Abstract
Femoral nerve palsy secondary to iliopsoas non-traumatic haematoma is a scarce complication with a treatment approach that remains controversial between conservative and surgical intervention. We present a case of a 64-year-old male patient under warfarin medication, who developed severe left hip and anterior thigh pain and femoral nerve palsy with no history of trauma. Laboratory studies revealed a prolonged international normalized ratio level of 4.5, and imaging studies revealed a large haematoma surrounding the left iliopsoas muscle (35 cm x 9 cm x 6 cm). The patient was treated conservatively with discontinuation of his anticoagulation remedy and vitamin K administration and recovered almost fully after eight months, following a rehabilitation programme. Patients who are on anticoagulants should raise a high index of suspicion. Conservative management can provide a good outcome; it requires, however, a long period of rehabilitation.
Keywords: femoral nerve, palsy, haematoma, retroperitoneal, iliopsoas muscle, warfarin, anticoagulants, vitamin k
Introduction
Femoral nerve palsy due to retroperitoneal haemorrhage is an unusual complication [1-4]. In turn, retroperitoneal bleeding is most commonly the result of pelvic or lower extremity acute trauma but has also been described to develop as a less frequent complication in patients under anticoagulant therapy and bleeding disorders [1,5]. However, the incidence of femoral neuropathy secondary to spontaneous retroperitoneal haemorrhage around the iliopsoas muscle is unknown, but on the other hand, is a well-described complication of anticoagulant remedy [2,4].

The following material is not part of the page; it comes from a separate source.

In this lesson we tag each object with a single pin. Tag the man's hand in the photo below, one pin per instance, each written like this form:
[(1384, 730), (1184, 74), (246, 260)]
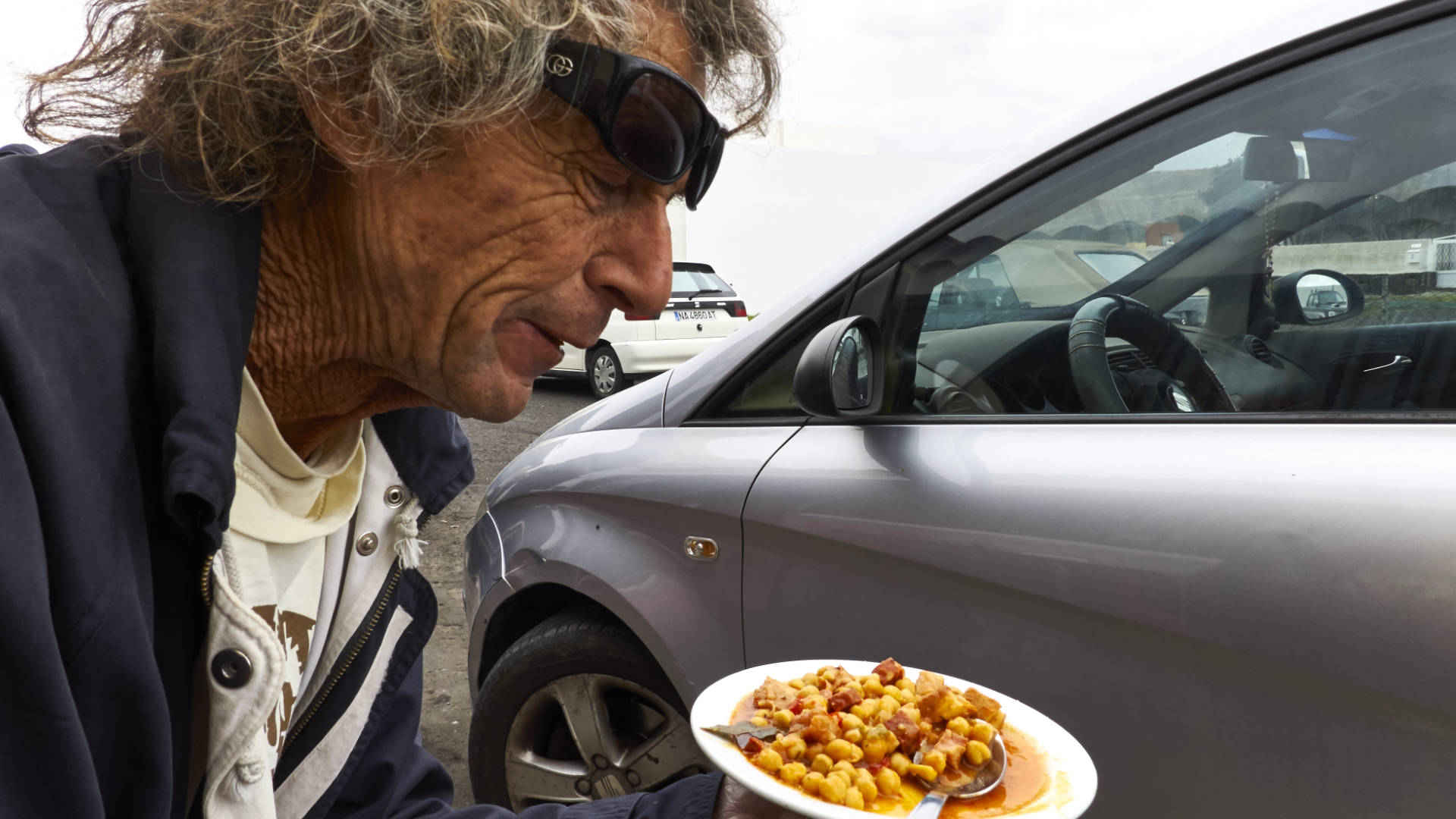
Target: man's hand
[(737, 802)]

There are several anticoagulant agents used in daily practice. These include warfarin, dabigatran, rivaroxaban, apixaban, acenocoumarol, and edoxaban, which are utilized in the treatment of atrial fibrillation, deep venous thrombosis, and pulmonary embolism ischaemic heart disease and for the prevention of thromboembolic events [1,2]. The use, however, of anticoagulant therapy includes high risk of haemorrhage, which is a very common complication, regularly observed in soft tissues, joints, and solid abdominal organs, in the oropharynx, or in the gastrointestinal and the genitourinary tract [2,5].
Treatment approach to these patients remains controversial [2-5]. We present a case of a male patient who was under warfarin for atrial fibrillation and developed left femoral nerve palsy, caused by a spontaneous non-traumatic left iliopsoas haematoma. The patient was treated conservatively demonstrating almost full recovery.
Case presentation
A 64-year-old male patient was referred to the emergency department of our hospital, with a four-day history of spontaneous abdominal pain radiating on the posterior aspect of the left thigh. He reported no trauma history, but during the past few hours, pain had severely deteriorated. In regards to his past medical history, the patient was on treatment for hypertension and atrial fibrillation. In particular, he was on an angiotensin II receptor blocker and on warfarin as an oral anticoagulant.
The patient was afebrile, and his vital signs were within normal values (blood pressure 115/78 mmHg, heart rate 82 beats/min, SpO2 99%). Physical examination revealed diffuse abdominal pain, radiating on the posterior aspect of the left thigh. Peripheral vascular examination was within normal values on both lower limbs, with palpable pulses and capillary refill time of less than two seconds. Neurological condition, on the other hand, was impaired on the left lower limb, and objective deficiencies were obvious. Examination revealed reduced strength of the left lower limb. The patient was unable to straight leg raise, to flex the hip or the knee, and had developed hypoesthesia on the anterior aspect of the thigh. The patella reflex was absent on the affected side.
Laboratory data revealed prolonged prothrombin time with an international normalized ratio (INR) level of 4.5, and a haematocrit and haemoglobin decrease of 33.1% and 10.7 g/l, respectively. The rest of the full laboratory analysis was within normal values. Imaging studies included abdominal ultrasound scan (US), lumbar spine, and pelvis CT scans. Lumbar spine pathology was excluded, and a large retroperitoneal haematoma was unveiled within and around the left iliopsoas muscle (35 cm x 9 cm x 6 cm) (Figure 1).
Figure 1. CT scan revealing a left iliopsoas haematoma (arrow) on day of admission.
The patient was admitted to the hospital, and warfarin anticoagulation regimen was intermitted. Prolonged INR was reversed within 48 hours with the aid of vitamin K administration. A new CT scan was performed on day 3 post-admission. No change in the size of the haematoma was revealed (Figure 2). At that point, there was a consultation with the radiology department whether the haematoma could be percutaneously drained; however, the CT scan revealed a clotted formation that would not allow for successful drainage.
Figure 2. CT scan performed on day 3 post-admission did not reveal any significant change in regards to the size of the haematoma (arrow).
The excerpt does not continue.